First of all, I want to apologize for being away from the blog for so long. I've had computer issues, and then I went on vacation. Needless to say, I've got a lot of catching up to do!
Dan Brown, the author of the well-known The DaVinci Code, actually wrote Angels & Demons first. This first novel of his is quite a bit darker than his other more publicized work. I was fortunate enough to catch a bit of an interview with Ron Howard and the main characters of the upcoming film and gained some insight into why The DaVinci Code was produced first. For one thing, as I noticed in my own readings, Angels & Demons jumps into the story without much character development of Robert Langdon. Whether that was intentional or if Brown simply became a more developed writer is unknown.
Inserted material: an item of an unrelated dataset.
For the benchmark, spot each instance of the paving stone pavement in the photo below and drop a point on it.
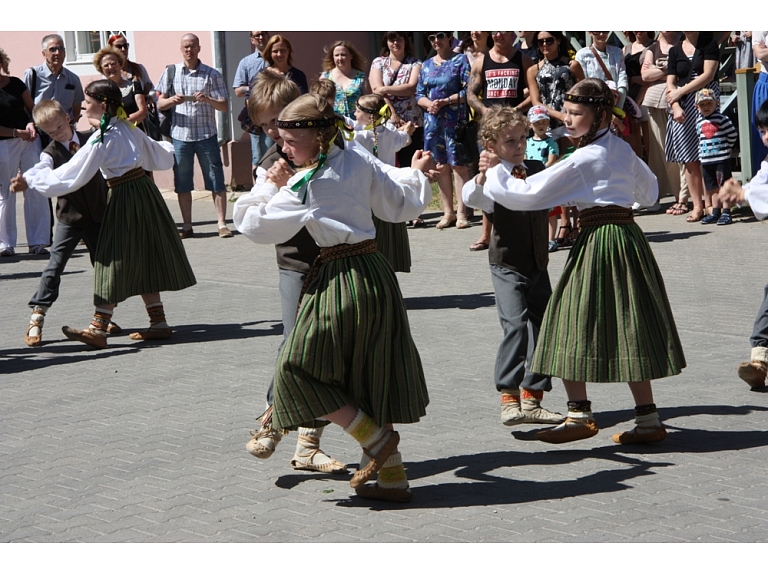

In any case, Ron Howard felt that exposing the public to Robert Langdon in full dose by releasing Angels & Demons first, the audience would feel little empathy for a character who was basically a stranger. In The DaVinci Code, Howard was careful to help Tom Hanks fill out the character, and now, when we see him in Angels & Demons, he is a real person to us.
I think most important to note about this novel is that the Catholic church is no longer in direct light. It would be a simple overstatement to say that Angels & Demons is a story of good vs. evil, or wrong and right existing together to keep the checks and balances in place. This volume has a personal attachment that I didn't really feel from The DaVinci Code. The fact that this story involves men of the cloth isn't a condemnation because these men are drawn up as real people. The human element of this novel makes the murder and mystery all the more involved, and less about faith than it is about some of the basic human instincts.
To give a brief overview, Langdon is called in as a Symbologist Extraordinaire to help identify the creator of an Illuminati sign. What begins as an identification turns into a global manhunt. Meanwhile, a form of antimatter has been invented, and consequently stolen and is now being used as a weapon against Vatican City. It's a fascinating story from page one, if not slightly predictable once you get acquainted with all of the characters.
I enjoyed Angels & Demons, though I have to say, I think I preferred The DaVinci Code. Everyone told me that Angels & Demons was the better of the two novels, so I expected something to knock my socks off. I liked it, but I was far more intrigued by the mysteries of The DaVinci Code.